Does anyone know a superb refacer for mouthpieces like this, and more importantly, does anyone have an idea where to buy alternate mouthpiece choices for a pig like this? Does anyone make mouthpieces for these horns, or is it only LeBlanc, LeBlanc and the other one.....oh yes...LeBlanc?
Everyone should go take lessons from Ben Goldberg in Oakland. He plays Bb and bass clarinet, and since I went and took a couple of lessons with him on my Contra Alto, he went out and bought himself one!! At least buy the CDs if you don't treat yourself to a thought-provoking lesson......
Well, the Woodwind & Brasswind lists EEb contralto mpcs by Bundy, Selmer (C, C*, and C**), and "Woodwind" ("fits Leblanc and Vito only").
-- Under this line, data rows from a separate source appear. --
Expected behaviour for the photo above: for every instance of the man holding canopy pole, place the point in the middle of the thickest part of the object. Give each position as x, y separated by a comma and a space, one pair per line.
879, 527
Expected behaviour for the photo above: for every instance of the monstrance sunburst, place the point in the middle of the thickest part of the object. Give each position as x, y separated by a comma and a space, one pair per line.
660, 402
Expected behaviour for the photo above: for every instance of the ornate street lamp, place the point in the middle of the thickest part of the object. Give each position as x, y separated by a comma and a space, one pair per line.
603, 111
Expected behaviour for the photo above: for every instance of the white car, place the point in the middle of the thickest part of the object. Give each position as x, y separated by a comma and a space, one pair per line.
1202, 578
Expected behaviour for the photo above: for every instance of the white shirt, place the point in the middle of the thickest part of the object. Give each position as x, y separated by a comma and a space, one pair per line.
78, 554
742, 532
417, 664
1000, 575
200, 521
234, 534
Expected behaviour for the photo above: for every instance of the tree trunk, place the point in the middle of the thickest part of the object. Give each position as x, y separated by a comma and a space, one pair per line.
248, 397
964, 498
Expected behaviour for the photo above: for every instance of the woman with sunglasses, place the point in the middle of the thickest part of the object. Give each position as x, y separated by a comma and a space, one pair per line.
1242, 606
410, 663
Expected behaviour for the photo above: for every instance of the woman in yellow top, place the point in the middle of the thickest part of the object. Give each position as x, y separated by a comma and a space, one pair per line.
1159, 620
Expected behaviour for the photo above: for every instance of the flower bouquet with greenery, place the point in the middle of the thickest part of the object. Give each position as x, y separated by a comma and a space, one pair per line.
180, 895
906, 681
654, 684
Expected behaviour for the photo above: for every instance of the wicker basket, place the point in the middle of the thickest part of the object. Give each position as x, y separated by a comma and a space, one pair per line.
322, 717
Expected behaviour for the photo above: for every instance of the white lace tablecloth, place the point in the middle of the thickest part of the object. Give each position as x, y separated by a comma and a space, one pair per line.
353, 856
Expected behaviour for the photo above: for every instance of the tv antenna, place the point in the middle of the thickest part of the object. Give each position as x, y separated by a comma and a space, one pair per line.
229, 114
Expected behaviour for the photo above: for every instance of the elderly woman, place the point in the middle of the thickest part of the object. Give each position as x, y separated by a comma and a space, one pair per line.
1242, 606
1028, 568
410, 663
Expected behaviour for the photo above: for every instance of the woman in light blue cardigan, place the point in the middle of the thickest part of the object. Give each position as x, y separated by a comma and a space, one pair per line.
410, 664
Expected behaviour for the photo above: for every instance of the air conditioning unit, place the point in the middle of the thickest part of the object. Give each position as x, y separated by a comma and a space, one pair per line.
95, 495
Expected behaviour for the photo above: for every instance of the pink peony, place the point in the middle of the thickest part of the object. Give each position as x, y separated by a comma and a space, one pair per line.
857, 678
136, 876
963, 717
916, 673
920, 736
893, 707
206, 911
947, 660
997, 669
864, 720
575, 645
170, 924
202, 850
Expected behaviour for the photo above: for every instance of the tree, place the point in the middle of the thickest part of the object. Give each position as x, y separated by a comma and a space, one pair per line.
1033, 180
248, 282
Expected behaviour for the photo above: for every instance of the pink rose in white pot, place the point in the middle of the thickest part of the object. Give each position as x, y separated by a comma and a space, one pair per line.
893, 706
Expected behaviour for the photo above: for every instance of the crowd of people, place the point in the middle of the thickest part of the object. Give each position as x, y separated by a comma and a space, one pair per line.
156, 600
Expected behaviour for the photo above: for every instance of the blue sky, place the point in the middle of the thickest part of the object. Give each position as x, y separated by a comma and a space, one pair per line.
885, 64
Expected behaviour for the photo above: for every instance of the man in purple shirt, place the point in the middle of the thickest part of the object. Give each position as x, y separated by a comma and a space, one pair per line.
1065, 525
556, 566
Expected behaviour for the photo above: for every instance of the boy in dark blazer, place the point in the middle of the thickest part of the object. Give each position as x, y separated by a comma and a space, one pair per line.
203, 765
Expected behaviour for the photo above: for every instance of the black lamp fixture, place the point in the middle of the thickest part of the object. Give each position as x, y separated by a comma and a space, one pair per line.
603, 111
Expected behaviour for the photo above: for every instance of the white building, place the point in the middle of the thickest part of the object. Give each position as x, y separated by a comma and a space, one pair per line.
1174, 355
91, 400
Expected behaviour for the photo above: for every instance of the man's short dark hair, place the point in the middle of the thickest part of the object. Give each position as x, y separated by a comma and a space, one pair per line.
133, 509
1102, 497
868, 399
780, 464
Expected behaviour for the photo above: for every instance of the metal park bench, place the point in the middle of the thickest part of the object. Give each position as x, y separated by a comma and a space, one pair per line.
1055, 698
I've been told that the Woodwind mpc is basically a Vito mpc. If you have a wide bore Leblanc, you may be stuck with Leblanc mpcs.
For refacing, I'd ask Clark Forbes. I know he makes soprano, bass and contra mpcs, so he may do refacing work as well. He subscribes on the clarinet list, and I have his address around somewhere....
Date: Wed, 21 Aug 1996 11:30:24 -0700 (PDT)
From: Philip Neuman <firstname.lastname@example.org>
I think every ophicleide player I've talked to pronounces the name of the instrument differently. I've always pronounced it the way you suggested (OAF-uh-klide) but I've heard others say AWF-uh-kleed. I imagine that Germans would say OAF-ih-klide-eh and the French oaf-y-klay-eed. Perhaps the French pronunciation is the original since the inventor, Jean-Hilaire Aste (Halary) was French. The Spanish word for the inst. is "figle".
On another subject, I don't know if I mentioned that our brass band, Pioneer Brass, has a CD out called "A Pioneer Brass Christmas" on Gagliano that has solo feature pieces for two contrabass reed instruments. One is "Let it Snow" for contrebasse a anche or reed contrabass and 5 brass (which ends on the low DD) and the "Echo Carol" for slide reed subcontrabass and 5 brass. The slide reed subcontrabass is an instrument I built which is in essence a slide rackett that looks like a very narrow, short trombone. Its lowest note is EEEb (the first Eb below the piano), making use of an "underblown" range that some crumhorns and racketts have as well, depending on the reed. I have not yet read a satisfactory explanation for existence of this range which is about a 5th below the fundamental. Any ideas?
I like it! "Senor, es a figle!"
The slide reed subcontra sounds fascinating as well. I'm ordering the CD as soon as I find the Contrabass-L digest where you provided that info...
As for the suboctave, I'll open up my (well-used) copy of A. Benade's "Woodwinds and their Acoustics" this weekend... I know that bassoonists can play notes below the instruments range as multiphonics: some fingerings produce beat frequencies in the range of F-G below the horn's lowest Bb, and with practice one can minimize the (generally obnoxious) higher partials of the multiphonic (if desired ;-) ). Perhaps there's a similar explanation for cylindrical bore instruments?